Primer on GPU Integration
The Graphics Processing Unit (GPU) represents a significant fraction of the past 20 years of computer hardware improvements. While clock speed has remained plateaued at a few gigahertz, computer performance has still improved by creating many separate CPU cores which can each work at a few gigahertz. At a very high level, GPUs can be thought of as a few thousand CPU cores in a pretty box. It’s not an exact analogy, but it’s pretty close. In order to utilize the power of the GPU (around a thousand times more processing power than a single CPU core), we use the python library Numba. Another similar library is CuPy, which eventually will replace Numba in pyphasefield. Here’s the information you need to know in order to make the jump from CPU to GPU, culminating with making our MyDiffusion class work on the GPU.
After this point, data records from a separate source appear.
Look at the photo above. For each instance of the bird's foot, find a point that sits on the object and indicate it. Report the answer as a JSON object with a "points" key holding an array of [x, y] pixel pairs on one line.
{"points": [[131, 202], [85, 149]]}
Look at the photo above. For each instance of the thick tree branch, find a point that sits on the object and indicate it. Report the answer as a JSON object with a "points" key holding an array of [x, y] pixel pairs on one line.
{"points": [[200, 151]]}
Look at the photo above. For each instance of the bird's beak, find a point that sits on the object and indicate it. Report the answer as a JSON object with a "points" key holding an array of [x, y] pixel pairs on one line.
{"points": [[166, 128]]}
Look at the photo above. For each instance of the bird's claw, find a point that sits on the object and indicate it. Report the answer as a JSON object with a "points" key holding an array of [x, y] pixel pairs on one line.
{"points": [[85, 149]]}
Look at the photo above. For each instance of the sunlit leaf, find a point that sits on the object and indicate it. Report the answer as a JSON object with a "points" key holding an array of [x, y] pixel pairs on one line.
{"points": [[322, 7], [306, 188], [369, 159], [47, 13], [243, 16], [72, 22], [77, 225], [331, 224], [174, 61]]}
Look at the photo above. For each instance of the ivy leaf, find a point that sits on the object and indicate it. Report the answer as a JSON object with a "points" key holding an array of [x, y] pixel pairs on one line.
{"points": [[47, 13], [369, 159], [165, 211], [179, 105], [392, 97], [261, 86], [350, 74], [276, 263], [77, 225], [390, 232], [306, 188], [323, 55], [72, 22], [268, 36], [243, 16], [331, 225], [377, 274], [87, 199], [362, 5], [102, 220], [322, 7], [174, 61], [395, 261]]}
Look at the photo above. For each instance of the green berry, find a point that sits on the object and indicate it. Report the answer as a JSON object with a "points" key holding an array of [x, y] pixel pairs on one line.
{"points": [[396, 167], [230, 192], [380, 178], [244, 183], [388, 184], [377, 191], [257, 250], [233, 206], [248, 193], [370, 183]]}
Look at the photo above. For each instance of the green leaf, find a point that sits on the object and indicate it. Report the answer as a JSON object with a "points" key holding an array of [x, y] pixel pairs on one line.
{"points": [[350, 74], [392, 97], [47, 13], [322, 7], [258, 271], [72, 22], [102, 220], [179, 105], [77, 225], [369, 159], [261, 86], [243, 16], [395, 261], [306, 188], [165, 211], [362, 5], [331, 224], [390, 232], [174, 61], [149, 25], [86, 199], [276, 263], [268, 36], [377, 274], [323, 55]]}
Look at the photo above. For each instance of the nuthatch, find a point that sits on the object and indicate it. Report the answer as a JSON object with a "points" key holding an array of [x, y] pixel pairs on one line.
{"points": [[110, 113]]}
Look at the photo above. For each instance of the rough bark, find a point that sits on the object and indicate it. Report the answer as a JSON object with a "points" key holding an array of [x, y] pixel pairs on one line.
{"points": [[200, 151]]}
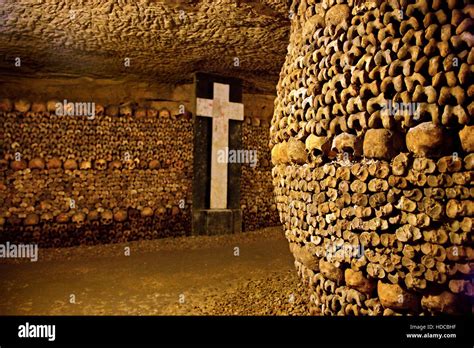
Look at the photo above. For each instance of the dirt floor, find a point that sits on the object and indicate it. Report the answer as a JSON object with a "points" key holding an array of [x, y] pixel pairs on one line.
{"points": [[243, 274]]}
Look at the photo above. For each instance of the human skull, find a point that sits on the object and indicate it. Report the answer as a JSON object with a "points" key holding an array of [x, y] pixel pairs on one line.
{"points": [[347, 143], [115, 165], [85, 165], [79, 219], [54, 163], [120, 215], [107, 217], [146, 212], [130, 164], [93, 215], [101, 164], [36, 163], [62, 218], [70, 164], [31, 219], [47, 217]]}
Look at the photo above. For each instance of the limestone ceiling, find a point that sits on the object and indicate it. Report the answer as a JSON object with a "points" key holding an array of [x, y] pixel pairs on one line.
{"points": [[164, 40]]}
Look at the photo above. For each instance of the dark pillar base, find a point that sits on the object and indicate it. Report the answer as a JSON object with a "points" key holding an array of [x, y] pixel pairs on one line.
{"points": [[217, 221]]}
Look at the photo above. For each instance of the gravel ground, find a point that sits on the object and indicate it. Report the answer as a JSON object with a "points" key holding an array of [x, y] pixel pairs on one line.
{"points": [[180, 276], [278, 294]]}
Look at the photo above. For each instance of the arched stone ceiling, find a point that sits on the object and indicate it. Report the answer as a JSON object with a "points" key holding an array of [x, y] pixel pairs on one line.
{"points": [[165, 41]]}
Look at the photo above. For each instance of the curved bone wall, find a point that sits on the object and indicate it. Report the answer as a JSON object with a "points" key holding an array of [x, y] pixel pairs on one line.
{"points": [[372, 146]]}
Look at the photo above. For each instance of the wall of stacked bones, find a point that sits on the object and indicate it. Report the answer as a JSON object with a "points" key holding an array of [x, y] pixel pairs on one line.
{"points": [[125, 174], [378, 205], [257, 200]]}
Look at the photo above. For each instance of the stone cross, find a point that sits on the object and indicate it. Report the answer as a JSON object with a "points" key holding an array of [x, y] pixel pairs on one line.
{"points": [[221, 110]]}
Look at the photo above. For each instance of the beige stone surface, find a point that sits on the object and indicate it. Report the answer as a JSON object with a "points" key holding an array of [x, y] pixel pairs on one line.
{"points": [[163, 41]]}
Host vs. Device vs. Global
One very important takeaway is that we use a hybrid architecture for these engines. The high-performance number crunching takes place on the GPU, and the more high-level code, where speed is not as much of a priority, still takes place on the CPU like normal. So, it’s important to keep track of what code is running where.
There are three main types of functions that are used in this architecture:
Host functions: these are your normal, run of the mill python functions, which run on the CPU.
Device functions: these are the equivalent of host functions, but instead run on the GPU. The CPU isn’t even allowed to call these!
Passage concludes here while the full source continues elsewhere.